571 Background: Time interval from diagnostic biopsy to neoadjuvant chemotherapy (NACT) start (TBC) and from last chemotherapy application to surgery (TCS) are influenced by many factors. It is unclear whether a delay of systemic therapy or surgery impacts patients (pts) outcome. Methods: 9127 pts with early BC from 6 German neoadjuvant trials receiving an anthracycline-taxane based NACT were included. pCR (ypT0/is ypN0), disease free survival (DFS) and overall survival (OS) were compared according to TBC and TCS length (cut-off of ≤4 vs >4weeks (w)), overall and in subgroups (BC subtypes [luminal, HER2+, triple-negative breast cancer (TNBC)] and pCR [yes vs no] for survival endpoints) adjusted by study. Results: Data on TBC were available for 8072 pts, on TCS for 6420, on follow-up (FU) for 7889. Median age was 49 yrs, 25.6% had cT3-4, 48.6% N+, 44.1% G3, 46.0% luminal, 26.4% TNBC, 27.6% HER2+ tumors.
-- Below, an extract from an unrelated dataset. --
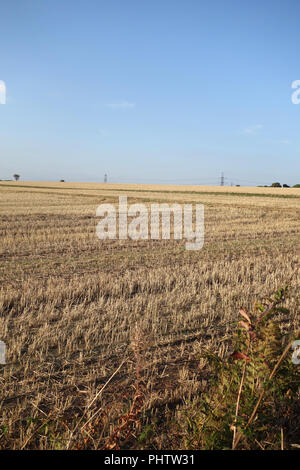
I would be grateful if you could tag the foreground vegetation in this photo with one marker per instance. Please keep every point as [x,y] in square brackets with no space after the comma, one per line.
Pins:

Median (m) FU-time was 65 months [0-201]. mTBC was 23 days [0-228] (67.5% ≤4w vs 32.5% >4w), mTCS was 28d [0-204] (53.7% ≤4w vs 46.3% >4w), with inter-study variability for mTBC ranging from 14 to 32d and for mTCS ranging from 24 to 29d from the oldest to the most recently conducted study. TBC did not influence the pCR rate, neither in all patients nor in subgroups. At multivariable logistic regression analysis TBC length did not independently predict pCR. TBC did not influence DFS or OS, neither in all patients nor in subgroups. TCS<4w was associated with a trend towards a better DFS in all patients (HR=1.11 95%CI (0.99-1.24), p=0.08) and in pts not achieving pCR (HR=1.12, 95%CI (0.99-1.26), p=0.08). No difference was observed within BC subtypes. OS was not impacted by TCS length. At multivariable Cox regression analysis TBC or TCS≤4 vs >4w did not independently influence DFS or OS. Conclusions: A delay in starting NACT does not impact the pCR rate, DFS or OS and results are independent of the subgroup. However, early surgery after NACT in pts without pCR seems to influence outcome. Our analysis is explorative, but indicates for the first time, that time interval of starting NACT and undergoing surgery might be uncritical. Further research is ongoing.